# Lecture: Counterfactual Framework

2. Causal impact, d-separation and backdoors Slides►
4. Example of back door criterion Read►
5. Minimizing stratification through backdoor criterion Read► Slides►
6. Network analysis using Grow Shrink & Hiton & Sequence R code► Slides► Soylu's Video►
7. Network analysis using Poisson regression Read► Dispersion►
9. Impact of sequence on accuracy of network learning algorithms Read►

## Assignment

For this assignment you can use any statistical package.  Work can be done in group's of two students but you cannot work with a student that you have previously teamed up with.

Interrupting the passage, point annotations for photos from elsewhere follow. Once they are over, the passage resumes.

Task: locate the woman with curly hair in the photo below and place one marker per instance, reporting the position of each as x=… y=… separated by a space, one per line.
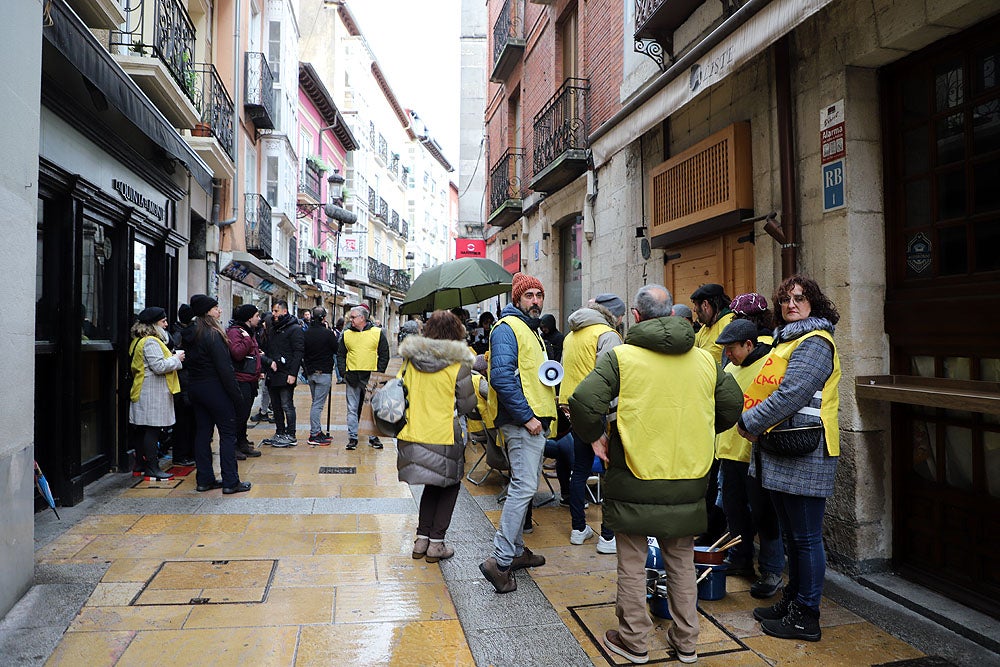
x=798 y=387
x=154 y=382
x=437 y=374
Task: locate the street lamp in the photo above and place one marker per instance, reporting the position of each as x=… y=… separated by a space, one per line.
x=335 y=211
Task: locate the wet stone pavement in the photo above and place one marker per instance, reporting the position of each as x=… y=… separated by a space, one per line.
x=314 y=568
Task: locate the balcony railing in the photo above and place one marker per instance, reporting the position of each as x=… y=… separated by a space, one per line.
x=259 y=87
x=508 y=40
x=165 y=29
x=379 y=273
x=400 y=280
x=257 y=213
x=312 y=179
x=505 y=179
x=216 y=108
x=561 y=129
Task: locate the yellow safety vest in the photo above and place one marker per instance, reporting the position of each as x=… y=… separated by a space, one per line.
x=773 y=372
x=730 y=444
x=530 y=356
x=362 y=349
x=580 y=356
x=666 y=412
x=431 y=413
x=139 y=368
x=706 y=337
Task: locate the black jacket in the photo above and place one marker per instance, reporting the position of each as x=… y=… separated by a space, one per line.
x=285 y=347
x=207 y=360
x=320 y=348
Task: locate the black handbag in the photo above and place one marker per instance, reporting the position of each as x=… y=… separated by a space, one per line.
x=797 y=441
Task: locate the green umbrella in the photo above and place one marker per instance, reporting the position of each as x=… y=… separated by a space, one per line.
x=456 y=283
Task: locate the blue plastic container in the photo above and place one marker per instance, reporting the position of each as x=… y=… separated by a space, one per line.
x=713 y=586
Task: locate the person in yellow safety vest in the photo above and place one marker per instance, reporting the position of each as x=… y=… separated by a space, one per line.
x=363 y=348
x=798 y=388
x=747 y=505
x=525 y=409
x=672 y=400
x=712 y=310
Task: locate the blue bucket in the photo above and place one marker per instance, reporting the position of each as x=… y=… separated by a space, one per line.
x=713 y=586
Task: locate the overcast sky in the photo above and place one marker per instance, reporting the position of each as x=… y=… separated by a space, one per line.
x=417 y=46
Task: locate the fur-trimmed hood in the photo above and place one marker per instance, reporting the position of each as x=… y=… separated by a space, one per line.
x=430 y=355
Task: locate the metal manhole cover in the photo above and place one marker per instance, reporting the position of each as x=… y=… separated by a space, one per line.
x=337 y=470
x=208 y=582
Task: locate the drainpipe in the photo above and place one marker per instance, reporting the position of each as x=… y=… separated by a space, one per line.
x=786 y=154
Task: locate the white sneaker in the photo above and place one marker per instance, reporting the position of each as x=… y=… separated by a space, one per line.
x=581 y=536
x=606 y=546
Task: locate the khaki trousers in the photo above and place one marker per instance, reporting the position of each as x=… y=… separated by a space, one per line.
x=634 y=624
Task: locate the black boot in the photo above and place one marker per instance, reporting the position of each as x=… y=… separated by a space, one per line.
x=151 y=466
x=800 y=622
x=778 y=610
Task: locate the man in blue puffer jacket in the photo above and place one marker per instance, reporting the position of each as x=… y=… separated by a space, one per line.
x=525 y=408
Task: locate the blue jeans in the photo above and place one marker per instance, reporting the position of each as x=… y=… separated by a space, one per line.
x=319 y=388
x=801 y=521
x=525 y=453
x=749 y=511
x=583 y=466
x=284 y=408
x=562 y=451
x=355 y=398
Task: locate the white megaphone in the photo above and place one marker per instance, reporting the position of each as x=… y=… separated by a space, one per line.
x=550 y=373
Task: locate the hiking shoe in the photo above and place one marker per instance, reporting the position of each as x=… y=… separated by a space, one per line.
x=800 y=622
x=766 y=586
x=607 y=546
x=614 y=643
x=581 y=536
x=778 y=609
x=503 y=580
x=527 y=559
x=687 y=657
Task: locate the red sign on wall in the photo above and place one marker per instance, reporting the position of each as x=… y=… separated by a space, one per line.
x=512 y=258
x=470 y=248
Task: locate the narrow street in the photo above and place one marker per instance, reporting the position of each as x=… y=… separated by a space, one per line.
x=312 y=567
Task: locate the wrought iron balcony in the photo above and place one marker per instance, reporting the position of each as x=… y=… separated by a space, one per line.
x=561 y=131
x=257 y=214
x=657 y=19
x=400 y=280
x=259 y=90
x=312 y=181
x=216 y=109
x=379 y=273
x=506 y=188
x=164 y=29
x=508 y=40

Question 1: Inside an electronic health record, there are data on outcomes of a particular intervention.  Using the network drawn below, write the equations that would allow you to estimate what would happen if the intervention was not given.  First, write an equation for each node in the network based on variables that precede it.  For example, the regression equation for predicting whether there is an adverse event is given by the equation:

Outcome = a + b Treatment + c Severity

Second, set the variables that change across these equations to the relevant values.  For example, set Treatment to be zero.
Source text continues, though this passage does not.